The intersection of Bishop & King streets in downtown Honolulu is the core of the city's financial district. At each corner of the intersection is a tall 1960s or 70s-era skyscraper belonging to some giant local bank or insurance company. As was the international custom of that era, each tower sports some abstract art out front. I think this was supposed to demonstrate that the bank was rich and powerful enough to patronize the arts on a grand scale, and forward-thinking enough to pop for the cutting-edge abstract stuff. Some institutions went for internationally famous sculptors, while others preferred to go with prominent local artists. Today's example is one from the latter category.
The tower at 1000 Bishop St. (the former Bishop Trust Company building) is home to Na Manu Nu Oli, a sculpture and fountain by the late Hawaii artist Bumpei Akaji. His Wikipedia bio explains:
In 1943 he joined the United States Army and was sent to Italy with the 100th Battalion of the 442nd Regimental Combat Team. He was inspired by the artwork in Florence and received a discharge in Italy. He studied at the Academy of Fine Arts in Florence and at the Academia de Belle Arti, Brera, in Milan on a Fulbright Scholarship.
That sounds like the plot of a good indie Sundance-friendly action movie.

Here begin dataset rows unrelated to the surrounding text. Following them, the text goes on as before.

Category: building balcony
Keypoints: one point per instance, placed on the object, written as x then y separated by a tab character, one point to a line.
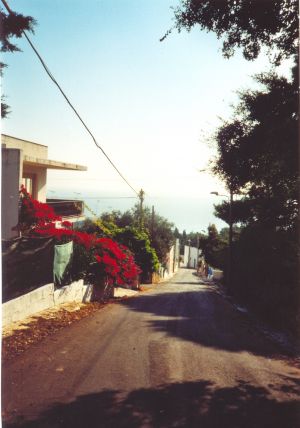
67	208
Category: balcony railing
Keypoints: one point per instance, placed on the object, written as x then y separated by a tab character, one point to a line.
67	208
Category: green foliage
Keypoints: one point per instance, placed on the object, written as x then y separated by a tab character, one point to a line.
214	247
138	242
250	25
265	274
259	154
158	229
12	25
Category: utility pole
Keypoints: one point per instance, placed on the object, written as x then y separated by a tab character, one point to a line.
189	258
141	219
230	240
152	223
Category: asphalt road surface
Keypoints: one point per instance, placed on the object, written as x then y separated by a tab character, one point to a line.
176	356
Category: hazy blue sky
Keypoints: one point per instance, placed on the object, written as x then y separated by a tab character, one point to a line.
149	104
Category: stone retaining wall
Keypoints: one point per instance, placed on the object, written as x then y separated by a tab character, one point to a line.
44	298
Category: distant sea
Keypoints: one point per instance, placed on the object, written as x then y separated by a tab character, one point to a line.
189	214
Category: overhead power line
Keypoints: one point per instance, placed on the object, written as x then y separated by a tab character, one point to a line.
68	101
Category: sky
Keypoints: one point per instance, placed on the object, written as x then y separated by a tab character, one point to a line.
151	105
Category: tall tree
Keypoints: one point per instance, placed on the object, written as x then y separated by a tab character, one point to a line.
12	26
246	24
258	152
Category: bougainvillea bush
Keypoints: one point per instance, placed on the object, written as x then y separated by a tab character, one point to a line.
95	259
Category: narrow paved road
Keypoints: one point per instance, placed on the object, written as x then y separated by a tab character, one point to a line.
176	356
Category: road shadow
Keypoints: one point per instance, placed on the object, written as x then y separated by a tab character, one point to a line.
205	318
190	404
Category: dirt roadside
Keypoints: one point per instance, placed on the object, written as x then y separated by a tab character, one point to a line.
19	336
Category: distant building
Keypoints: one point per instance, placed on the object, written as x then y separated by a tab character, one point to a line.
25	162
191	256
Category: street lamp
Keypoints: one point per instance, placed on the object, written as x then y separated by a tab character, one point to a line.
230	222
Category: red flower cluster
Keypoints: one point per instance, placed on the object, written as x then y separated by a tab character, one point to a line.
113	260
34	213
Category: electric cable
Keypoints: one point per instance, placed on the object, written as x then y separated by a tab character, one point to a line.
68	101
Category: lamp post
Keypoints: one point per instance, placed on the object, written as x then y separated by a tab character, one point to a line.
230	222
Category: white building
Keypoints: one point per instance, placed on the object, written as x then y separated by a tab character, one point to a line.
191	255
25	162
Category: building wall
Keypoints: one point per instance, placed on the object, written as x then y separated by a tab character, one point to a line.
29	148
39	180
190	256
10	185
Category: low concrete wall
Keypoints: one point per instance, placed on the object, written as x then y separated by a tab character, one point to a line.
44	298
217	274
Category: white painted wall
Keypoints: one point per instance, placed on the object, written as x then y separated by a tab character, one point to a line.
190	256
44	298
10	185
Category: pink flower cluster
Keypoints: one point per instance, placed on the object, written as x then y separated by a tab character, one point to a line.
114	260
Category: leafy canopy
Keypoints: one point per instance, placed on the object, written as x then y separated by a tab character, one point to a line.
12	25
246	24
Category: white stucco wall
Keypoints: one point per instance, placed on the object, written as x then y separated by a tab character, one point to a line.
10	185
40	181
44	298
190	256
29	148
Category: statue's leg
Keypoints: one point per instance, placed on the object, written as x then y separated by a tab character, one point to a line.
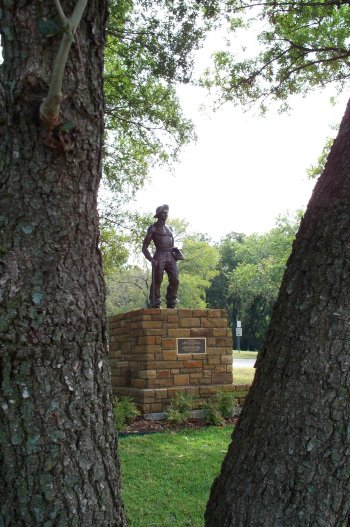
173	276
157	278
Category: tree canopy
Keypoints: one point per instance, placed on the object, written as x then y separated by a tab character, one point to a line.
302	46
150	49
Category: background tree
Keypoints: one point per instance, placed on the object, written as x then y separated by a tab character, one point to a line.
58	456
251	268
286	465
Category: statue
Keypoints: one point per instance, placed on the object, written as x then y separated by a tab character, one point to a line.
164	259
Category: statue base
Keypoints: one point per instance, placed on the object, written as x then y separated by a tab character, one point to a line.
155	353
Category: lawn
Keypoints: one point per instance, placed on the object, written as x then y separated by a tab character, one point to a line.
166	477
244	354
243	375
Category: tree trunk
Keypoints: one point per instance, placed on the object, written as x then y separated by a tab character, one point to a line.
59	464
289	461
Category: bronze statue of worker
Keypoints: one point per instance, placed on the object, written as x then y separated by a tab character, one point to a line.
164	259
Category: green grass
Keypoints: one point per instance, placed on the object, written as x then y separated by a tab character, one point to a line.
243	375
244	354
166	477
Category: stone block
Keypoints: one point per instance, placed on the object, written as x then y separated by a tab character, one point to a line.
201	332
214	323
190	322
169	343
181	379
163	374
161	393
179	333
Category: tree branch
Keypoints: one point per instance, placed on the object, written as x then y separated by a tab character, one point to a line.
51	105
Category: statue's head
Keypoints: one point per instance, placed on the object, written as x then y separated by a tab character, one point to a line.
160	210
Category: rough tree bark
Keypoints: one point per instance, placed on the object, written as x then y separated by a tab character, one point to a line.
289	461
59	464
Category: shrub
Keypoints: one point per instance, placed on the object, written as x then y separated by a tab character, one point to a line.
180	407
125	412
226	403
211	414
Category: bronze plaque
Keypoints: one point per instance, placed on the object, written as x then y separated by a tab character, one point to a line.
191	346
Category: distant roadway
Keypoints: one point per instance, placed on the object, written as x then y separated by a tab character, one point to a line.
243	363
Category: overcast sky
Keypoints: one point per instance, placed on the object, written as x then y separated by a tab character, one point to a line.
244	170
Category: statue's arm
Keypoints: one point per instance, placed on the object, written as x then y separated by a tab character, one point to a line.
146	242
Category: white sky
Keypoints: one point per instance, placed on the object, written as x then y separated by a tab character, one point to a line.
244	170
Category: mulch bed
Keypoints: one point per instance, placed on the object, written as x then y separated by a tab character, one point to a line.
144	426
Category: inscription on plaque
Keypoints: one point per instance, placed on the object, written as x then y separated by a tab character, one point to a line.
191	345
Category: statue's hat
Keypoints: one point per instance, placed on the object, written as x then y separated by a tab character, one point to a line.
160	209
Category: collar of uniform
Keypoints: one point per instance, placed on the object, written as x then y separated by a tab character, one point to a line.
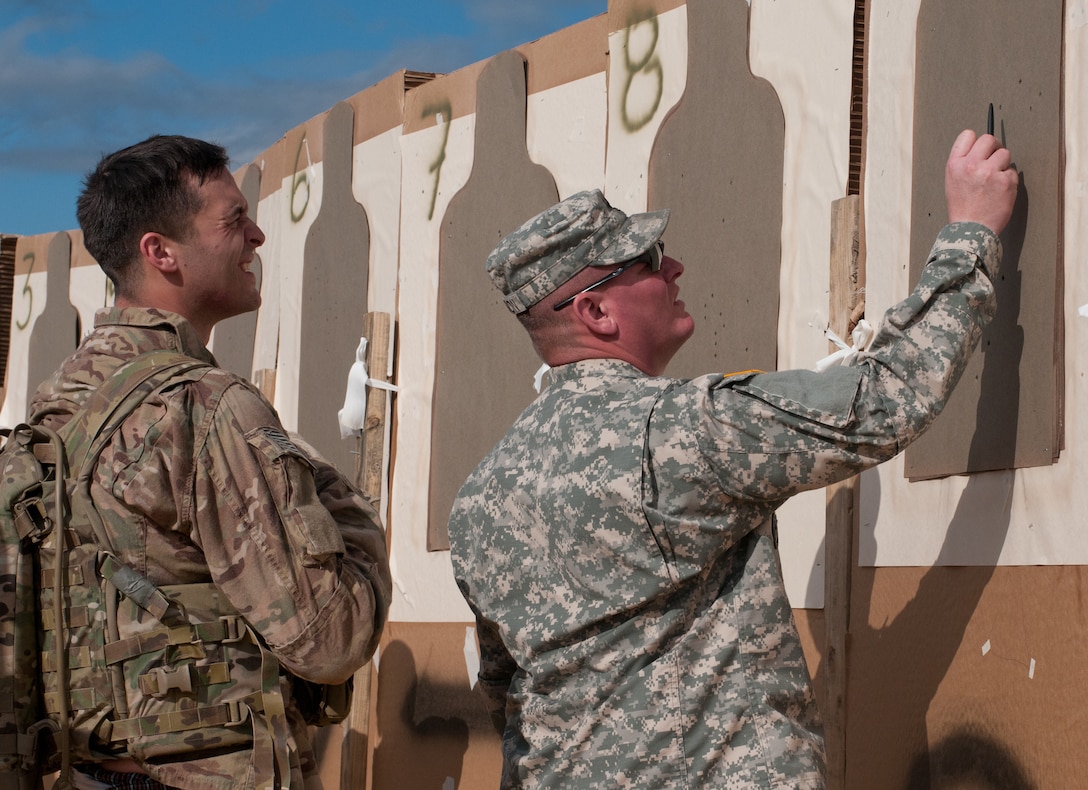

Except that the film industry's still allergic to casting Asian-American actors in leading roles, because apparently they weren't CC'd on the "It's 2014, Guys" memo. So maybe someday.
I don't have a lot to pass along about Na Manu Nu Oli itself; I did run across a recent doctoral dissertation about the sculptor George Tsutakawa (who designed dozens of midcentury fountains, including one that once graced Portland's Lloyd Center mall). The paper mentions Akaji and Na Manu Nu Oli in passing; it seems that it and Tsutakawa's Waiola Fountain arrived around the same time in 1970, and the Honolulu Star-Bulletin's art critic much preferred the Tsutakawa fountain. Na Manu Nu Oli (which translates as "Birds of Glad Tidings") was criticized for its repetitious bird forms and its overly complex system of water jets. He may have had a point about the water jets, but I quite like the bird forms, repetitious or not.